The market story from here is more interesting than the old one
If this trend holds, investors and founders will need to stop asking the wrong question. The wrong question is whether AI will destroy China’s software sector. The better question is which parts of China’s software sector are best positioned to absorb AI and monetise it. That is a much more useful lens because it shifts attention toward distribution, vertical expertise, customer lock-in, workflow depth, and product quality. It also forces a more grounded conversation about where value is likely to land over the next few years. The easy trade was backing anything with an AI label. The harder, and possibly smarter, trade may be finding software businesses that can quietly turn AI into durable revenue growth while the market is still stuck on the old fear story.

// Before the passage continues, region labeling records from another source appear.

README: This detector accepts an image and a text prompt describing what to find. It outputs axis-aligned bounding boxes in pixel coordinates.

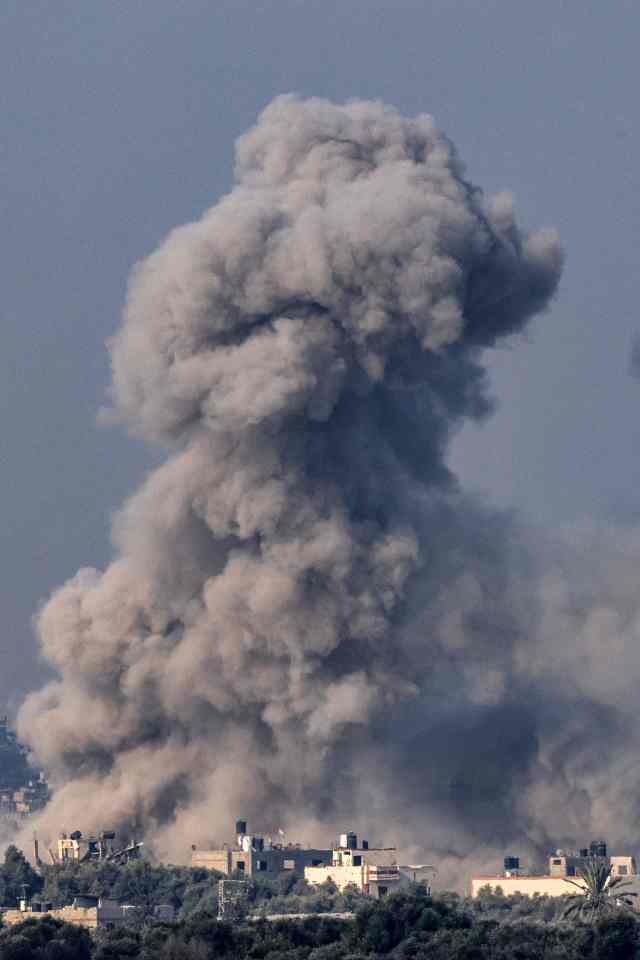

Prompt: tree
[563,857,637,922]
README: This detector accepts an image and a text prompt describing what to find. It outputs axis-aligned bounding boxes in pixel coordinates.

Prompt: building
[304,833,400,897]
[2,897,125,930]
[0,716,49,827]
[54,830,143,863]
[471,840,640,897]
[191,820,331,877]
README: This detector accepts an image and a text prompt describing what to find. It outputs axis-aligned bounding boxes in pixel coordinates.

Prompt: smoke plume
[20,97,624,884]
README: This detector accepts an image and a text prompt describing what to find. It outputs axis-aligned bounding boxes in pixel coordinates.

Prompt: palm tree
[562,857,637,921]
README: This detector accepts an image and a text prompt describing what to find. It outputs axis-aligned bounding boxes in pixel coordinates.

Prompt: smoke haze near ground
[19,97,640,888]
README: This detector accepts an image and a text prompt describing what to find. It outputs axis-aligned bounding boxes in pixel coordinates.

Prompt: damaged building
[0,716,49,825]
[471,840,640,897]
[191,820,331,877]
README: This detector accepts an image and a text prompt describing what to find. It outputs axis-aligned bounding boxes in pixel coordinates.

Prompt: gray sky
[0,0,640,708]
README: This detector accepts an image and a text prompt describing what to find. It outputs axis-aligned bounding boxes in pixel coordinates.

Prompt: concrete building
[54,830,143,864]
[471,840,640,897]
[191,820,331,877]
[2,897,125,930]
[304,833,400,897]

China’s software market may be entering an upgrade cycle
That may be the simplest way to describe what is happening. Not extinction. Not replacement. An upgrade cycle. AI is pushing software to become more capable, more automated, and more central to business productivity. Beijing is encouraging adoption. Industry revenue is still growing at scale. Cloud and big data services are expanding. Analysts on the ground are seeing established SaaS firms benefit from adding AI to existing products. And the wider AI ecosystem, from cloud to startup funding, is reinforcing the momentum. That does not mean the path is smooth, but it does mean the core direction looks stronger than the death-of-software narrative suggests. China’s software market is not being eaten. It is being re-energised by the very technology many people assumed would replace it.